Story: Um den drei Sternenflottenakademiekandidaten des Raumschiffs USS Enterprise NCC-1701-D die Möglichkeit zu geben, sich unter Beweis zu stellen, werden sie mit einer kleinen Außenmission betraut. Unter den wachsamen Augen Counselor Trois und Lieutenant Commander Datas nehmen die drei Aspiranten Wesley Crusher, Ken Kolker und Gina Pace Gesteinsproben und untersuchen den unbewohnten Planeten Domarus IV.
Doch gerade als das Shuttle startet, wird es auch schon von einem fremden Schiff aufgehalten. Ein viel zu stark eingestellter Traktorstrahl droht das Shuttle zu zerquetschen und über die Motive der kaum bekannten Teniraner herrscht völlige Unklarheit.
Als die USS Enterprise eintrifft, führen die eilig eingeleiteten ersten Gespräche zu keinem Ergebnis. Die Teniraner beanspruchen den Planeten für sich und wollen die Shuttleinsassen als Faustpfand für ihren Anspruch nutzen. Doch als das Shuttle mitsamt seinen Passagieren plötzlich in einer merkwürdigen Anomalie verschwindet, spitzt sich die Lage dramatisch zu. Beide Fraktionen beschuldigen sich gegenseitig und als die Auseinandersetzung bedrohlich zu werden beginnt, erscheint die gleiche Anomalie wieder, und transportiert beide Raumschiffkommandanten auf die Planetenoberfläche.
Hier lernen sich Picard und Captain Arit näher kennen, und als sie wieder an Bord ihrer Schiffe gelangen, beschließen sie, dass gegenseitiges Vertrauen und Hilfe angebrachter sind als sinnloser Streit. Schließlich wurden sie Zeuge eines besonders ungewöhnlichen Phänomens: In unmittelbarer Nähe ihres Aufenthaltsortes entstand über Nacht ein neues Gebirge genau dort, wo zuvor eine weitläufige Ebene zu finden war.
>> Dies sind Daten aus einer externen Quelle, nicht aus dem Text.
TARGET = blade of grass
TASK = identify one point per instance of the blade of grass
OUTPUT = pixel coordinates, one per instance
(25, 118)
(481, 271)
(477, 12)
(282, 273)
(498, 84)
Währenddessen finden sich Data, Troi und die drei Akademieanwärter in einer Höhle innerhalb des Planeten wieder. Bei der Suche nach einem Ausgang stoßen sie schließlich auf jene körperlosen Wesen, die den Planeten bewohnen und für die Umformungen seiner Oberfläche verantwortlich sind. Doch Kommunikation scheint unmöglich und daher geht Data das Risiko ein, sich mit einem der Geschöpfe in direkten Kontakt zu begeben…

Lobenswerte Aspekte: Die einzelnen Charaktere sind durch die Bank gut getroffen und auch die Kommandantin des teniranischen Schiffes und ihre Tochter erscheinen glaubhaft.
Zudem werden im Buch keine bahnbrechenden Ereignisse der Föderationsgeschichte geschildert, so dass sich das Buch problemlos in den offiziellen Kanon eingliedern ließe.

Kritikwürdige Aspekte: Ich sollte es gleich an den Beginn dieses Rezensionsteils stellen: Es kann zu einer wahren Qual werden, sich durch diese 260 völlig spannungsfreien Seiten zu kämpfen. Das gesamte Buch ist aufwandsarm nach ‚Schema F’ gestrickt und so vorhersehbar wie der Tag- und Nachtwechsel auf unserem Planeten.
Auf der einen Seite haben wir den idealistischen, aufgeschlossenen Sternenflottencaptain; auf der anderen hingegen die unbekannte Kommandantin, die Fremden gegenüber argwöhnisch ist. Ob die beiden wohl zusammenfinden werden?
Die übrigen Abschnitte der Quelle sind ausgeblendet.